This kind of rescaling has happened a few times that I have tried to document them in the table below:
| Project | Source Attributes | Source Polygons | Target Polygons | Contact | Data Release |
| :----------- | :-------------------- | :-------------- | :----------------------------- | :------------------- | :----------- |
| HyTest | NHM-PRMS | NHGF V1.0-1.2 | WBD 10-2020 HUC 12 (mainstems) | Sydney Fox | ? |
| Natl.
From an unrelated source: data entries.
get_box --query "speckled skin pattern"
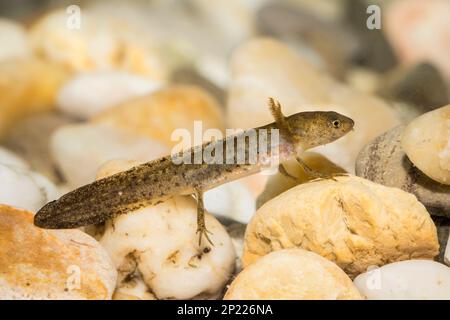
[34,110,354,229]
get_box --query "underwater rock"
[0,205,117,300]
[242,176,439,277]
[356,126,450,217]
[57,71,161,119]
[354,260,450,300]
[401,105,450,185]
[224,249,362,300]
[92,85,225,147]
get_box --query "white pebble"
[0,164,59,212]
[354,260,450,300]
[51,124,170,187]
[0,147,29,169]
[204,181,256,223]
[57,71,160,119]
[100,196,235,299]
[0,19,31,61]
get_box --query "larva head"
[286,111,355,150]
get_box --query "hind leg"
[196,189,214,246]
[295,157,348,181]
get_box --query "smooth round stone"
[204,181,256,223]
[242,175,439,277]
[97,161,236,299]
[257,2,358,77]
[2,112,73,183]
[227,38,399,173]
[356,126,450,217]
[0,18,31,61]
[378,62,449,113]
[383,0,450,81]
[224,249,362,300]
[401,105,450,185]
[92,85,225,147]
[29,9,167,81]
[433,216,450,264]
[57,71,161,119]
[0,164,59,212]
[0,58,67,136]
[354,260,450,300]
[50,124,170,187]
[0,147,29,169]
[444,236,450,266]
[0,205,117,300]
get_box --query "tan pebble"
[354,260,450,300]
[225,249,362,300]
[0,58,67,135]
[242,176,439,277]
[0,205,117,300]
[30,9,167,82]
[99,161,236,300]
[227,38,399,173]
[92,85,224,146]
[0,18,31,61]
[402,105,450,184]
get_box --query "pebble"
[50,123,170,188]
[0,164,59,212]
[30,9,167,82]
[204,180,256,223]
[444,235,450,266]
[92,85,224,146]
[401,105,450,185]
[341,0,398,72]
[354,260,450,300]
[433,215,450,263]
[224,249,362,300]
[0,58,67,137]
[99,162,235,299]
[0,18,31,61]
[1,111,73,183]
[0,205,117,300]
[356,126,450,217]
[227,38,399,173]
[383,0,450,81]
[257,2,358,77]
[57,71,161,119]
[377,62,450,113]
[0,146,29,170]
[242,176,439,278]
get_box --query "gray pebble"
[356,126,450,218]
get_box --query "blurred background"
[0,0,450,222]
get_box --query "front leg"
[278,163,301,182]
[195,189,214,246]
[295,156,347,181]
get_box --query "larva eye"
[332,119,341,129]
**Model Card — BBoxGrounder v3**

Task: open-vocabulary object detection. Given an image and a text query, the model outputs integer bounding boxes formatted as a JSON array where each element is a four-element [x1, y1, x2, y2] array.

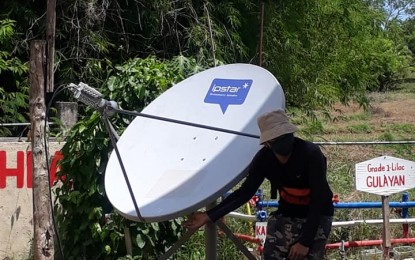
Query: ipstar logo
[[212, 85, 241, 93], [204, 78, 253, 114]]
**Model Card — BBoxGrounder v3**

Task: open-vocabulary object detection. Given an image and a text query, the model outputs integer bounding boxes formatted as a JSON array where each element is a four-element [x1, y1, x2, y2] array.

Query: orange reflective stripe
[[280, 187, 311, 205], [282, 187, 311, 197]]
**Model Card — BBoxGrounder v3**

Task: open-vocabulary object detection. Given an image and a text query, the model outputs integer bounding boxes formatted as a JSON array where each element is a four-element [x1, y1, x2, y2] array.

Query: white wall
[[0, 141, 63, 259]]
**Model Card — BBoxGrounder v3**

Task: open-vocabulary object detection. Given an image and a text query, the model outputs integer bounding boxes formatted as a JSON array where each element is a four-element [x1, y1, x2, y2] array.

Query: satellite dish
[[105, 64, 285, 222]]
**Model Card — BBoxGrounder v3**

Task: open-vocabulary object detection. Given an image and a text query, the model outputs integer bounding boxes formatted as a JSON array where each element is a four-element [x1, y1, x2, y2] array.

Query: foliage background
[[0, 0, 415, 259]]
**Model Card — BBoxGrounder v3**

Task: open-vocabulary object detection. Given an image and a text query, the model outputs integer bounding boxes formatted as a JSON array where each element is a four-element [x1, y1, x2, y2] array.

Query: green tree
[[265, 0, 409, 116], [55, 56, 208, 259], [0, 19, 29, 136]]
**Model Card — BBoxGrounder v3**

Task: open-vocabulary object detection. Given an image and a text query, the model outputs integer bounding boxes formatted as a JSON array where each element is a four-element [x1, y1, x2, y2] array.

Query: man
[[183, 110, 334, 260]]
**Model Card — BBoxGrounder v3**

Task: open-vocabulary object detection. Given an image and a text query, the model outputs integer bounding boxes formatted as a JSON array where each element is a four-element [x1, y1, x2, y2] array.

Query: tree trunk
[[29, 41, 55, 260]]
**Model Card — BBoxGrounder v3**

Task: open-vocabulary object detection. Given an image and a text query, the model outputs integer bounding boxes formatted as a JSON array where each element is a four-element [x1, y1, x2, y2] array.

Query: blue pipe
[[258, 201, 415, 209]]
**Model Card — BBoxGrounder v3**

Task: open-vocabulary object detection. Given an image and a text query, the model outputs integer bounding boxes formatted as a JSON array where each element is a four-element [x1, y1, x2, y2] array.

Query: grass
[[174, 85, 415, 260]]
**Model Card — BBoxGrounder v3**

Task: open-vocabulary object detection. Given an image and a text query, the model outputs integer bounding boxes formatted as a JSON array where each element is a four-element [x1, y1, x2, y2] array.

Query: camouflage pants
[[263, 213, 333, 260]]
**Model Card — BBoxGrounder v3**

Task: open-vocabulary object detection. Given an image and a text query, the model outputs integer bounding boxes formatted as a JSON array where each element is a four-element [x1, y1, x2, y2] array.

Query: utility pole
[[46, 0, 56, 92], [29, 41, 55, 260]]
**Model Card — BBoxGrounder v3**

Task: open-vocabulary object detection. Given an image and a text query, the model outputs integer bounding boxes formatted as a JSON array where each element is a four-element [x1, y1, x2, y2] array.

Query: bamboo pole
[[29, 41, 55, 260]]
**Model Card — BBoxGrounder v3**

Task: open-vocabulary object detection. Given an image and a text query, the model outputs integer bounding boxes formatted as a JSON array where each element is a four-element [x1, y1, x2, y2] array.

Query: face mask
[[270, 134, 294, 156]]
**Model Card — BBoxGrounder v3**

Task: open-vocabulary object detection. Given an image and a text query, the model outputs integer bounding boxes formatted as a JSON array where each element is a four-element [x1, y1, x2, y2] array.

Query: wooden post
[[29, 41, 55, 260], [46, 0, 56, 92], [382, 196, 391, 260]]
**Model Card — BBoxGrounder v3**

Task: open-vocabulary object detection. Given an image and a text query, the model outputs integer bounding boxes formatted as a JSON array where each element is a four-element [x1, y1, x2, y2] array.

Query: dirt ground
[[333, 93, 415, 125]]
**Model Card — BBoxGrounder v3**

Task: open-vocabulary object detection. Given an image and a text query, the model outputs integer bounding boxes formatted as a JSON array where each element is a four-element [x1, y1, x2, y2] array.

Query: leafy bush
[[55, 56, 208, 259], [0, 19, 29, 136]]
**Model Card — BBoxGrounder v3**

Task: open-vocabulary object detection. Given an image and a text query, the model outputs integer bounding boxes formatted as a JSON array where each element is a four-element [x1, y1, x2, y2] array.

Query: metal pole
[[205, 201, 220, 260], [382, 196, 391, 260]]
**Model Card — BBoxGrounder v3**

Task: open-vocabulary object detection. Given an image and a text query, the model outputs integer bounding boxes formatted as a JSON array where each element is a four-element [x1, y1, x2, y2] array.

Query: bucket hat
[[257, 109, 297, 144]]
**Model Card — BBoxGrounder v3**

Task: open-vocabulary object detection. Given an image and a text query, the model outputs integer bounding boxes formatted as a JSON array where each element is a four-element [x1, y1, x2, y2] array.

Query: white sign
[[355, 156, 415, 196], [255, 222, 267, 245]]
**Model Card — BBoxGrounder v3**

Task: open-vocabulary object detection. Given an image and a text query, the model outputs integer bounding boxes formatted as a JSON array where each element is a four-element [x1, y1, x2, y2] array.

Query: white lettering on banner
[[255, 222, 267, 245]]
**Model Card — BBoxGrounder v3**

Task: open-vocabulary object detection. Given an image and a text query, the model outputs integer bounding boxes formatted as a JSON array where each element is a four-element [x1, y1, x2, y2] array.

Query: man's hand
[[182, 212, 210, 229], [288, 243, 310, 260]]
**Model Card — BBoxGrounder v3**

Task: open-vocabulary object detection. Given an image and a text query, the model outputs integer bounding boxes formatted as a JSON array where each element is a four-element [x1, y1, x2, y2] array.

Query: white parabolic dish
[[105, 64, 285, 222]]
IWAAs | Water Use | WBD ??? HUC12s | WBD 10-2020 HUC 12 (mainstems) | Anthony Martinez | In Progress |
| PUMP | Geospatial Attributes | NHDPlus V2.1 | NHGF V1.1 | Lauren Koenig-Snyder | In Progress |
| NHGF | Geospatial Attributes | NHDPlus V2.1 | WBD 10-2020 HUC 12 (mainstems) | Ellie White | In Progress |
| RIMBE-WM | Geospatial Attributes | NHDPlus V2.1 | WBD 10-2020 HUC 12 (mainstems) | Ellie White | In Progress |
| RIMBE-SED | SEDAC | County | WBD 10-2020 HUC 12 (mainstems) | Ellie White | In Progress |
Realizing this is a perpetual problem, and attempting to reduce duplicated workflows, we have made a template pipeline that can take in any source and/or target polygon.
## Process
The pipeline takes in a set of variables of interest (a subset of the "CAT_[attribute]" in `nhdplusTools::get_characteristics_metadata()`). As of Feb. 2024, the pipeline has only been stress-tested with ~1,254 variables of interest as opposed to the full 14,139 available in the dataset.
The source and target polygons in the template are the NHDPlusV2 (CONUS plus crude transboundary catchments) and WBD 10-2020 HUC12s (CONUS). The Area of Interest (AOI) is defined as the delaware river basin. We defined this AOI, as opposed to using the national polygons, so as to reduce the computational burden. But the same logic can be applied to national analysis.
In phase 2, weights are built using `ncdfgeom::calculate_area_intersection_weights()`. The attributes are pulled with `nhdplusTools::get_catchment_characteristics()` and rescaled with basic dplyr functions such as `mutate()`, `group_by()`, and `summarize()`. The formulas below show what we are doing in the process phase.
Phase 3 contains a density plots and choropleth maps built for a one variable of interest to ensure the pipeline is running as intended. Phase 4 contains one map emphasizing areas where the weights should add to one. Caution should be taken in areas where they do not. In addition, we output a flagged version of the weights table where target polygons are flagged if their weights did not add to one.
## Outputs
The pipeline produces two main outputs: a weights table and a rescaled attributes table both in `.csv` format under `2_process/out/`.
**Attributes**
**Weights**
## How to run the pipeline
### Package management with [renv](https://rstudio.github.io/renv)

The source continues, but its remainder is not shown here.